Lesson 6: Final Components in a Restructure | MCSE Training Kit (Exam 70-222): Migrating from Microsoft Windows NT 4.0 to Microsoft Windows 2000 (MCSE Training Kits)

In this lesson, you'll learn how to migrate the domain controllers, member servers, and workstations into the pristine environment after the inter-forest or intra-forest restructure strategy has been decided and planned. You'll also consider the issue of local groups in a migration.

After this lesson, you will be able to

Plan the migration of your member servers in a restructure.
Plan the migration of your domain controllers in a restructure.

Estimated lesson time: 15 minutes

The final aspect of a restructure is to move the member servers and workstations into the pristine environment.

Moving Member Servers and Workstations

A member server is a system that has joined a domain. It doesn't take part in security authentication, but any domain global groups and users in the domain of which it is a member can have access to resources contained on the member server. Unlike a Windows NT domain controller, a member server can be moved from one domain to another simply by registering the computer account in the new domain.

You can't clone workstations and member servers because you might find yourself in problem situations where components such as duplicate computer names exist on the network. The technique used here is to move the computer to the destination Windows 2000 domain using the ADMT or Netdom migration tools or by manually configuring the computer to join the new domain. The manual method can be time-consuming if you have a substantial number of workstation clients to move.

Prior to moving your member servers and workstations via Netdom, ADMT, or a third-party migration utility, ensure the following:

Your pristine environment is functioning properly.
If your local groups contain members from trusted domains, those trusted domain relationships are duplicated in the destination domain (assuming you still want those trusted users to have access to the migrated member servers or workstations).
The workstation or member server isn't running any applications or services that depend on existing user names and passwords in the source domain.
The workstation or member server isn't running any applications or services that other servers depend on (for example, the export server discussed in Chapter 5, "Active Directory Design and Migration").

Upgrading a Windows NT member server to a Windows 2000 server makes the movement of the resources into the new target domain much easier. Once the upgraded member server is part of the Active Directory domain, it can remain as a member server or be promoted to a domain controller.

Migrating Local Groups

The security boundary of a member server's local group is different from that of a domain local group. The security boundary for a member server's local group is the server (or workstation) that it is created on because it's held in the local system's security database. You can't move or clone local groups held on workstations or member servers. The only way to move them into a new domain is to migrate the entire computer.

When you migrate the computer to a new domain, access to the resources on the computer could be affected if the local groups on the system contain members from domains that were trusted by the source domain. For example, if a domain called FINANCE trusts a domain called EUROPE and has global groups from EUROPE contained in some of its local groups, when the member server is moved to a destination domain called trainkit.microsoft.com, the local group will have no understanding of the global groups from EUROPE, as shown in the diagram in Figure 8.13. You can avoid this situation if the destination domain already has an identical trust relationship established with trainkit.microsoft.com.

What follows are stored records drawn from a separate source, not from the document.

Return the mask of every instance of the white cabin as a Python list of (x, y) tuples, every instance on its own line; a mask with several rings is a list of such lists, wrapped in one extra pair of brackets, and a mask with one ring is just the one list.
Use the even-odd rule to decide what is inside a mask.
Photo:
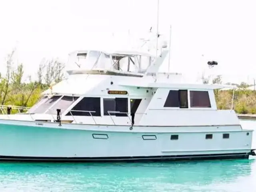
[[(42, 94), (26, 114), (11, 119), (147, 126), (238, 124), (232, 110), (217, 110), (214, 90), (220, 85), (189, 84), (178, 73), (158, 73), (157, 59), (134, 51), (78, 51), (70, 54), (66, 79)], [(134, 118), (131, 116), (134, 114)]]

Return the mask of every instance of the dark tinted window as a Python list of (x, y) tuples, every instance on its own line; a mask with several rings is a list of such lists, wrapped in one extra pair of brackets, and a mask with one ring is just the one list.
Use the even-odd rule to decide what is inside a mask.
[(48, 111), (46, 113), (56, 114), (57, 109), (60, 109), (63, 113), (68, 107), (78, 98), (78, 97), (72, 97), (71, 96), (64, 96), (60, 100), (54, 104), (51, 109)]
[(61, 97), (61, 96), (53, 96), (50, 99), (46, 99), (44, 102), (40, 105), (38, 107), (35, 109), (32, 112), (34, 113), (44, 113)]
[(170, 90), (164, 106), (188, 108), (188, 90)]
[(171, 90), (169, 92), (166, 100), (165, 101), (165, 107), (179, 107), (179, 91)]
[(108, 111), (116, 111), (116, 99), (103, 99), (103, 109), (104, 115), (115, 115), (115, 113), (109, 113)]
[[(74, 116), (90, 116), (89, 111), (93, 116), (100, 116), (100, 97), (84, 97), (73, 108), (71, 112)], [(67, 115), (71, 115), (71, 114), (70, 112)]]
[(127, 116), (128, 99), (127, 98), (116, 98), (116, 110), (120, 112), (120, 113), (116, 114), (116, 116)]
[[(103, 99), (103, 107), (104, 115), (109, 115), (110, 114), (110, 115), (119, 116), (127, 116), (126, 113), (128, 112), (128, 99), (127, 98), (104, 98)], [(116, 112), (110, 113), (109, 112), (110, 111)]]
[(188, 90), (179, 90), (180, 108), (188, 108)]
[(223, 138), (224, 139), (228, 139), (229, 138), (229, 134), (228, 133), (223, 134)]
[(130, 103), (131, 107), (131, 113), (135, 113), (138, 109), (142, 99), (131, 99)]
[(191, 107), (211, 107), (208, 91), (190, 91)]

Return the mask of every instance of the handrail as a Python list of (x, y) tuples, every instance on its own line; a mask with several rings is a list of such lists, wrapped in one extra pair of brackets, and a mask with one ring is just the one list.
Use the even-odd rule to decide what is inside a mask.
[[(4, 115), (6, 115), (7, 116), (7, 117), (8, 117), (8, 118), (9, 119), (10, 119), (10, 116), (9, 116), (9, 114), (8, 114), (7, 112), (6, 112), (6, 111), (5, 111), (5, 110), (4, 109), (4, 108), (11, 108), (12, 109), (17, 109), (18, 110), (18, 111), (19, 111), (18, 113), (17, 113), (17, 114), (27, 114), (26, 113), (22, 113), (20, 112), (20, 110), (26, 110), (26, 109), (30, 109), (30, 107), (23, 107), (23, 106), (12, 106), (12, 105), (0, 105), (0, 110), (1, 110), (1, 111), (2, 112), (2, 113), (4, 114)], [(32, 120), (34, 120), (33, 117), (31, 115), (31, 114), (31, 114), (31, 113), (28, 113), (28, 114), (29, 114), (30, 115), (30, 117), (31, 118), (31, 119), (32, 119)]]
[(76, 119), (75, 119), (75, 118), (74, 117), (74, 116), (73, 115), (73, 114), (72, 114), (72, 113), (71, 112), (72, 111), (77, 112), (87, 112), (87, 113), (90, 113), (90, 115), (91, 116), (92, 118), (92, 119), (93, 120), (93, 121), (94, 122), (94, 123), (95, 124), (97, 124), (97, 123), (96, 123), (96, 121), (95, 121), (95, 120), (94, 119), (94, 118), (93, 117), (93, 116), (92, 116), (92, 113), (95, 113), (95, 112), (96, 112), (96, 111), (82, 111), (82, 110), (70, 110), (70, 114), (71, 114), (71, 116), (72, 116), (72, 117), (74, 119), (74, 121), (75, 121), (75, 122), (76, 122), (76, 123), (77, 123), (77, 122), (76, 120)]

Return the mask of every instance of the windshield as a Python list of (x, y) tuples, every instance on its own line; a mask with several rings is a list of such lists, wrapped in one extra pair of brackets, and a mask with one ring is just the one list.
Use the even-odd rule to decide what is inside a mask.
[(46, 113), (56, 114), (57, 109), (60, 109), (61, 112), (63, 113), (79, 97), (64, 96), (60, 100), (58, 101), (49, 110), (46, 111)]
[(53, 96), (50, 99), (44, 97), (41, 100), (31, 108), (28, 112), (29, 113), (44, 113), (54, 103), (59, 99), (61, 96)]

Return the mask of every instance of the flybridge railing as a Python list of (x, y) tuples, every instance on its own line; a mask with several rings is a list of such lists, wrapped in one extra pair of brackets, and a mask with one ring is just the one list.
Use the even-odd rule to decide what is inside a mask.
[[(4, 115), (7, 115), (7, 116), (8, 117), (8, 118), (10, 119), (10, 117), (9, 116), (9, 115), (11, 114), (11, 110), (18, 110), (18, 111), (19, 112), (19, 113), (20, 113), (20, 114), (22, 114), (22, 113), (24, 113), (24, 114), (29, 114), (30, 115), (30, 116), (31, 119), (32, 120), (34, 121), (35, 120), (34, 119), (34, 118), (33, 118), (32, 116), (32, 115), (34, 114), (33, 113), (26, 113), (26, 112), (24, 112), (22, 113), (22, 112), (23, 112), (24, 110), (27, 110), (28, 109), (29, 109), (30, 108), (29, 107), (21, 107), (21, 106), (6, 106), (6, 105), (2, 105), (2, 106), (0, 106), (0, 112), (1, 112)], [(49, 109), (47, 110), (47, 111), (52, 111), (53, 110), (53, 109)], [(92, 115), (92, 113), (95, 113), (96, 112), (95, 111), (84, 111), (84, 110), (70, 110), (69, 112), (70, 112), (70, 114), (71, 115), (71, 116), (72, 116), (72, 118), (74, 120), (74, 122), (76, 123), (77, 124), (77, 121), (76, 120), (76, 119), (75, 118), (75, 116), (72, 113), (72, 112), (86, 112), (86, 113), (88, 113), (90, 115), (90, 116), (91, 116), (91, 117), (92, 118), (92, 120), (93, 120), (93, 121), (94, 122), (94, 123), (96, 125), (97, 122), (96, 122), (96, 120), (95, 120), (95, 117), (94, 117), (94, 116)], [(56, 115), (56, 114), (53, 114), (52, 112), (50, 112), (50, 113), (49, 114), (50, 114), (51, 116), (52, 116), (52, 120), (53, 120), (53, 121), (54, 122), (61, 122), (62, 121), (62, 119), (61, 119), (61, 112), (60, 110), (59, 112), (59, 113), (58, 113), (58, 115), (59, 116), (58, 117), (58, 112), (57, 111), (57, 118), (55, 118), (54, 115)], [(113, 118), (113, 117), (112, 117), (112, 114), (126, 114), (126, 116), (129, 119), (129, 120), (130, 121), (130, 122), (131, 123), (131, 124), (132, 125), (132, 126), (133, 126), (133, 125), (134, 124), (134, 117), (135, 117), (135, 114), (132, 114), (131, 113), (128, 113), (128, 112), (120, 112), (120, 111), (107, 111), (107, 113), (108, 114), (108, 116), (109, 116), (109, 117), (111, 118), (111, 120), (112, 121), (112, 122), (113, 122), (113, 124), (114, 124), (114, 125), (116, 125), (117, 124), (116, 123), (116, 122), (115, 122), (115, 121), (114, 120), (114, 119)], [(136, 114), (146, 114), (146, 113), (136, 113)], [(129, 115), (130, 115), (131, 116), (131, 118), (130, 117)], [(58, 117), (59, 118), (58, 119)], [(65, 120), (63, 120), (64, 121), (65, 121)], [(40, 120), (39, 120), (40, 121)]]
[[(76, 120), (75, 118), (75, 116), (74, 116), (73, 114), (72, 113), (72, 112), (87, 112), (87, 113), (89, 113), (90, 114), (90, 116), (92, 117), (92, 118), (93, 121), (94, 122), (94, 124), (97, 124), (97, 122), (96, 122), (96, 120), (95, 120), (95, 118), (94, 117), (94, 116), (92, 115), (92, 113), (95, 113), (96, 112), (95, 111), (83, 111), (83, 110), (70, 110), (70, 114), (71, 115), (71, 116), (72, 116), (73, 119), (74, 119), (74, 121), (76, 123), (77, 123), (77, 121)], [(132, 117), (132, 119), (130, 118), (130, 117), (129, 116), (129, 114), (131, 115), (132, 114), (131, 114), (131, 113), (128, 113), (128, 112), (120, 112), (120, 111), (107, 111), (108, 114), (108, 116), (110, 117), (110, 118), (111, 119), (111, 120), (112, 121), (112, 122), (113, 122), (113, 124), (114, 125), (116, 125), (116, 122), (115, 122), (115, 121), (114, 120), (114, 118), (112, 117), (112, 115), (111, 114), (126, 114), (127, 115), (127, 117), (128, 118), (128, 119), (129, 119), (130, 122), (131, 123), (131, 124), (132, 124), (132, 125), (133, 125), (133, 124), (134, 124), (134, 116), (133, 116), (133, 117)], [(146, 114), (146, 113), (136, 113), (136, 114)]]
[(0, 105), (0, 110), (2, 114), (10, 114), (11, 111), (14, 109), (18, 111), (20, 113), (22, 113), (24, 110), (27, 110), (30, 109), (30, 107), (22, 107), (20, 106), (15, 106), (12, 105)]
[[(6, 115), (7, 116), (8, 119), (10, 119), (9, 115), (10, 115), (12, 113), (12, 111), (13, 110), (16, 110), (18, 112), (18, 113), (26, 113), (25, 112), (23, 112), (24, 111), (27, 111), (29, 109), (30, 109), (30, 107), (22, 107), (20, 106), (15, 106), (12, 105), (0, 105), (0, 112), (1, 113), (4, 115)], [(15, 114), (15, 113), (14, 113)], [(34, 120), (33, 117), (31, 115), (31, 114), (29, 113), (30, 117), (31, 119)]]

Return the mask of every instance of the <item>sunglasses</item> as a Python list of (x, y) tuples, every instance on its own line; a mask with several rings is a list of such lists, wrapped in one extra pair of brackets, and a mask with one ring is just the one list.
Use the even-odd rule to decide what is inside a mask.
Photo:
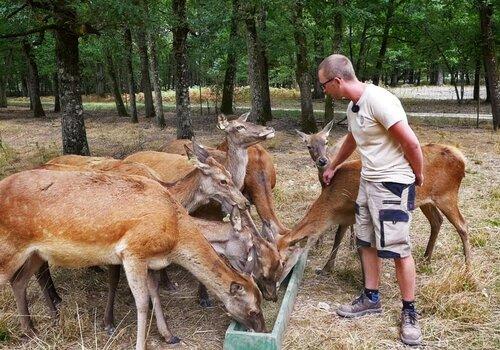
[(323, 90), (323, 92), (325, 91), (326, 89), (326, 84), (328, 84), (329, 82), (335, 80), (335, 78), (331, 78), (331, 79), (328, 79), (327, 81), (325, 81), (324, 83), (319, 83), (319, 86), (321, 86), (321, 90)]

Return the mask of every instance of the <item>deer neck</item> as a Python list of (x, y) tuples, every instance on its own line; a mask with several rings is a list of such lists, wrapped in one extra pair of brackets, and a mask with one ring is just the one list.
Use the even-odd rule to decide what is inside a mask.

click to view at full size.

Figure 8.13 Effects of a migration on access to resources

Moving Backup Domain Controllers

When a Windows NT BDC is upgraded, the Active Directory installation wizard will allow you to select the target domain for the upgrade. You can direct the upgrade to the original domain if an in-place upgrade is being performed, or it can be a pristine environment if the domain is being restructured.

To move a Windows 2000 domain controller, it must first be demoted to a member server in the source domain so that it takes no part in the Active Directory. You can do this via the Dcpromo utility. Dcpromo alternates the state of a server, promoting member servers to domain controllers, and demoting domain controllers to member servers. The member server can then be moved into the target domain in the same way as any other member server. Once it's part of the Active Directory domain, it can be reinstated as a domaincontroller for the new domain by running Dcpromo again. You'll see how this works in Chapter 10, "Post-Migration Tasks."

NOTE
The first controller upgraded in a Windows NT domain must be the PDC.

Lesson Summary

In this lesson, you learned the following:

Workstations and member servers can be easily moved between domains via utilities such as Netdom and ADMT. When they're moved, local groups can still be used to determine access to resources, provided that the appropriate trust relationships that used to exist in the source domain are duplicated to the target domain.
Windows NT BDCs can nominate the target domain during an upgrade.
Windows 2000 domain controllers must be demoted to member servers using Dcpromo before they can be moved into another domain. You can then move them and make them a part of the new domain. Then you can use Dcpromo to make the server a domain controller in the new environment.